Não tem preço

Por Fernanda Pompeu

Engraçado como existem pessoas que mesmo não sendo amigas marcam para o bem as nossas vidas. Pessoas com quem pouco falamos ou encontramos. Até interlocutores com quem trocamos palavras uma única vez e depois silêncio.

Uma tarde em Salvador fui entrevistar a Mãe Stella, ialorixá do terreiro de candomblé Ilê Axé Opô Afonjá. Passei menos de trinta minutos ao seu lado, mas uma frase dita por ela: “O que não se registra o vento carrega”, pontuou uma guinada na minha postura de jornalista.
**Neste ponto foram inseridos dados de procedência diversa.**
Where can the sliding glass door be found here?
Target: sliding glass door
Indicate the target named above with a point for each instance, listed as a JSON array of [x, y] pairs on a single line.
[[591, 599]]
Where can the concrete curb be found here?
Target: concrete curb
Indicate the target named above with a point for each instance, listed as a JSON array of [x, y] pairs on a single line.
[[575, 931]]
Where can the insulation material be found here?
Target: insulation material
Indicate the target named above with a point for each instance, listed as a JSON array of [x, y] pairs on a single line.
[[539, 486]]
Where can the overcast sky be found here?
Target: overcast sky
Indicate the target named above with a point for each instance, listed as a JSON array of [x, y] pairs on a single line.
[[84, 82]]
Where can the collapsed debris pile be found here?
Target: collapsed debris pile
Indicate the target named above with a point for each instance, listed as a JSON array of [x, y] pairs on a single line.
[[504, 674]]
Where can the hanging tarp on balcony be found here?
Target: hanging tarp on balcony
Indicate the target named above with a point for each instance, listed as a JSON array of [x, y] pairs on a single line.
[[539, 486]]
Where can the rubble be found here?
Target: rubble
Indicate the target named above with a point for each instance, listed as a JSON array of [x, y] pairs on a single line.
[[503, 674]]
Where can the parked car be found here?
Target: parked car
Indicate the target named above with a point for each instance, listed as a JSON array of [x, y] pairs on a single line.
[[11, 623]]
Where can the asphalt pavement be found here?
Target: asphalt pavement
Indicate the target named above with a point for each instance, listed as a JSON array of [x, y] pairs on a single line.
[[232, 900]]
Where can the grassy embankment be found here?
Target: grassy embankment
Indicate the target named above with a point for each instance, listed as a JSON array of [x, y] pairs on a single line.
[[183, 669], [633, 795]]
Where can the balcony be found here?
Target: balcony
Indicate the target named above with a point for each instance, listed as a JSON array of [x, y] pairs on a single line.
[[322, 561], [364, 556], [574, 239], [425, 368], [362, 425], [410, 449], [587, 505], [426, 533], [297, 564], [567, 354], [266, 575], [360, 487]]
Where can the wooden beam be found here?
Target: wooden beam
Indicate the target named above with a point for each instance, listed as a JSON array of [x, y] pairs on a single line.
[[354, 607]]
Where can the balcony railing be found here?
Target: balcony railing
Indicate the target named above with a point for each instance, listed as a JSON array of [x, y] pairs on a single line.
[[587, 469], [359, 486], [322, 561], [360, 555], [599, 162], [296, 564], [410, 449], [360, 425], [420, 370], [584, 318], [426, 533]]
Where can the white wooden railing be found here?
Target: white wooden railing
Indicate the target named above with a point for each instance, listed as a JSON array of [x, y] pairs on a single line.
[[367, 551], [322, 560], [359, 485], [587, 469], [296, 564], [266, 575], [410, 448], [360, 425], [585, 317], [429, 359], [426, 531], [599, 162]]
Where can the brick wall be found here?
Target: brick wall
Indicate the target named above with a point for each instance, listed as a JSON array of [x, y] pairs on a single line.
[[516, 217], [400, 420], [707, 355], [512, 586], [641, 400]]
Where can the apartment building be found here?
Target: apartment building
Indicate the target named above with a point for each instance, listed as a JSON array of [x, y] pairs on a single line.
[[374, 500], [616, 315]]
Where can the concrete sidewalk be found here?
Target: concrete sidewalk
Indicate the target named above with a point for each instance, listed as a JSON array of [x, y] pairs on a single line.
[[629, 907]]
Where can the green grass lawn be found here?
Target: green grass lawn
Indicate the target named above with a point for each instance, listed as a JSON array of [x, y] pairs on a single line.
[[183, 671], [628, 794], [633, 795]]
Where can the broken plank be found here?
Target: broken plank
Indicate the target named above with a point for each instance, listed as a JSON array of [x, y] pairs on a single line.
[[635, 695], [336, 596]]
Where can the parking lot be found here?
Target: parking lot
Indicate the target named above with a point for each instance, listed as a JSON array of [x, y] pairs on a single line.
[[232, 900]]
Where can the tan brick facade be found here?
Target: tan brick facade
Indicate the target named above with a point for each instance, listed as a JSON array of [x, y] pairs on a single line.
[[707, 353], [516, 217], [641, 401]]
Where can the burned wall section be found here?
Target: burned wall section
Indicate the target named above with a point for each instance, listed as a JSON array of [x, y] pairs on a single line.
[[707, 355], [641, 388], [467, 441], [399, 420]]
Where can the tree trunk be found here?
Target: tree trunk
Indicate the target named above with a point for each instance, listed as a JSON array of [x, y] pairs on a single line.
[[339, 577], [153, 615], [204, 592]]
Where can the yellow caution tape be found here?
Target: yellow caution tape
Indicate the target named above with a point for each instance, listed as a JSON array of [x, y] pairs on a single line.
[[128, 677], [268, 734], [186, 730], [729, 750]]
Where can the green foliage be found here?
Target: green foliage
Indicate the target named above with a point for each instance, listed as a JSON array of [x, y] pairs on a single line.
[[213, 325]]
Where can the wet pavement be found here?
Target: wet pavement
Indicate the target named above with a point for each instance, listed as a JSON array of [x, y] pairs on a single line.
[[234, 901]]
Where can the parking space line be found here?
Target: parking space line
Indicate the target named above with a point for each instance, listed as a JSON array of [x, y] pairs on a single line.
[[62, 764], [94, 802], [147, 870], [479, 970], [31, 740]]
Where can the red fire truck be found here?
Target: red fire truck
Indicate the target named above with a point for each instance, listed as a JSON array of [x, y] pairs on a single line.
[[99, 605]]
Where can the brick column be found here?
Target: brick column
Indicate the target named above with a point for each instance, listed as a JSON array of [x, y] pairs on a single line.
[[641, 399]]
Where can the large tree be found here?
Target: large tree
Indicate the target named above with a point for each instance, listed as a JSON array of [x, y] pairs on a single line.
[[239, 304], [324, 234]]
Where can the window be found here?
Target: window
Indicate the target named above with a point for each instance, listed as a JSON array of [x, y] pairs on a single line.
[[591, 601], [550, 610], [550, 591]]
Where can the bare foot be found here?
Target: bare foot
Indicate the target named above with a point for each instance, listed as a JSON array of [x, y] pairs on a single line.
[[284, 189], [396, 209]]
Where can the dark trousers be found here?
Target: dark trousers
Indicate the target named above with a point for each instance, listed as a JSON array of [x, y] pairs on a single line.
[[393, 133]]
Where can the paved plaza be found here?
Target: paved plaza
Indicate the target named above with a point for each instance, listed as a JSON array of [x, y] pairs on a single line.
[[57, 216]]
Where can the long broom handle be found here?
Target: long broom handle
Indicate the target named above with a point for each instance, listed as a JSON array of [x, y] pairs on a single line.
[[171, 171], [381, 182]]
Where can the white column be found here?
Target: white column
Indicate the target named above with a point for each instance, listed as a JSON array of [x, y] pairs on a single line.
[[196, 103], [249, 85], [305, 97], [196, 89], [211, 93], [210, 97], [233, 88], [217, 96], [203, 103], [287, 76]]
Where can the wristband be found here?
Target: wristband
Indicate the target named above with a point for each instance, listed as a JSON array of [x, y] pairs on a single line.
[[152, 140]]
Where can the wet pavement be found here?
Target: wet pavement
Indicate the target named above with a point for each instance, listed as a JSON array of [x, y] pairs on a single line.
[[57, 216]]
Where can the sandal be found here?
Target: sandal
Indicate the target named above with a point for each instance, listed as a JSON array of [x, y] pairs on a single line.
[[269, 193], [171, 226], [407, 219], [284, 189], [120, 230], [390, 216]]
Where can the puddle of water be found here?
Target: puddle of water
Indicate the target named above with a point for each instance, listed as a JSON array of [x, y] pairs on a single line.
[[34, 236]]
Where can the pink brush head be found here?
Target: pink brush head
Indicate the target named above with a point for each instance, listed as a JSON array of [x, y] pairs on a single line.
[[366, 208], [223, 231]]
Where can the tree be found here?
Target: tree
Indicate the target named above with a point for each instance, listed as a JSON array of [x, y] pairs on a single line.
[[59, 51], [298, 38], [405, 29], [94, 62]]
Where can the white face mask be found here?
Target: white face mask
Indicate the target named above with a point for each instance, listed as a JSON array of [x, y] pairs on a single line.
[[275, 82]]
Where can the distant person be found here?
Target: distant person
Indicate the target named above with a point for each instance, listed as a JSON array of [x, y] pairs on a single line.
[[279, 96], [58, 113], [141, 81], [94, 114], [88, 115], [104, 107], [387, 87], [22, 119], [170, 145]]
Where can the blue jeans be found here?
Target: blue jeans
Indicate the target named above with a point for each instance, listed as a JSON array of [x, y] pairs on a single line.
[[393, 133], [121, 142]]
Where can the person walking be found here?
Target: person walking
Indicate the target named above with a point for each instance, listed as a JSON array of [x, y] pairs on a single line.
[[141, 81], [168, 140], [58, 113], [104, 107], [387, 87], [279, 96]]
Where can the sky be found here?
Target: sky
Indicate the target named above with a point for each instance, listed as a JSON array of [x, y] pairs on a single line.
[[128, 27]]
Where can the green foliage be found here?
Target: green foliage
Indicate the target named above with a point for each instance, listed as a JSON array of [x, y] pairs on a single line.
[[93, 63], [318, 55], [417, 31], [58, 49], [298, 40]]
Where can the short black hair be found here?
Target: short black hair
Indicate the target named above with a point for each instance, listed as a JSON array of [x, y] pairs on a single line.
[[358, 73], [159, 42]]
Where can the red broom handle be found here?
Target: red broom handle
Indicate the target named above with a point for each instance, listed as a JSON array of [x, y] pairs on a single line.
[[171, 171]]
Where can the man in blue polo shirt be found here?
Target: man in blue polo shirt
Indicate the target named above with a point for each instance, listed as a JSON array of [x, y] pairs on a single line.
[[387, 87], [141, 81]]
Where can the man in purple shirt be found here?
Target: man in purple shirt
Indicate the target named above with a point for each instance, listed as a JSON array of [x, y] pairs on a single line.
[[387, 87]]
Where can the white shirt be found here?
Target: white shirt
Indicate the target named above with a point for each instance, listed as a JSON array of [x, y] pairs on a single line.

Mãe Stella, com uma única frase, me fez compreender o valor de pôr no papel o melhor que a vida põe no mundo. Contribuir para que o vento não disperse fatos e não esqueça de pessoas que num determinado momento conseguiram fazer diferente, e valorizar a vida de outras pessoas, ou de um bairro, ou de uma comunidade.

Nunca mais conversei com Mãe Stella. Outra mulher com quem estive apenas em duas ocasiões se chama Procópia. Ela é uma das líderes do Quilombo Calunga de Monte Alegre, em Goiás. Ela contou que sua grande tristeza era não saber ler e escrever.

Por conta do analfabetismo, Procópia batalhou e conseguiu que a prefeitura de Monte Alegre construísse uma escola dentro do Quilombo. Agora suas netas leem livros para ela. Compreender o valor que essa mulher dava à educação e à leitura em particular, me fez revalorizar meu ofício de escritora.

No fundo acho que as pessoas – mesmo aquelas a quem chamamos estranhos e estranhas – sempre podem nos ensinar boas coisas o tempo todo. São pequenas e informais lições do dia a dia. Mais ainda, algumas pessoas têm o poder de iluminar aquilo que andamos fazendo.

Mas para que a gente perceba esse poder é preciso ser aluno em tempo integral. Quer dizer o quê? Manter os ouvidos bem abertos para escutar novas informações e os olhos generosos para ver além do nosso nariz. Caso contrário, vamos perdendo oportunidades de aprender.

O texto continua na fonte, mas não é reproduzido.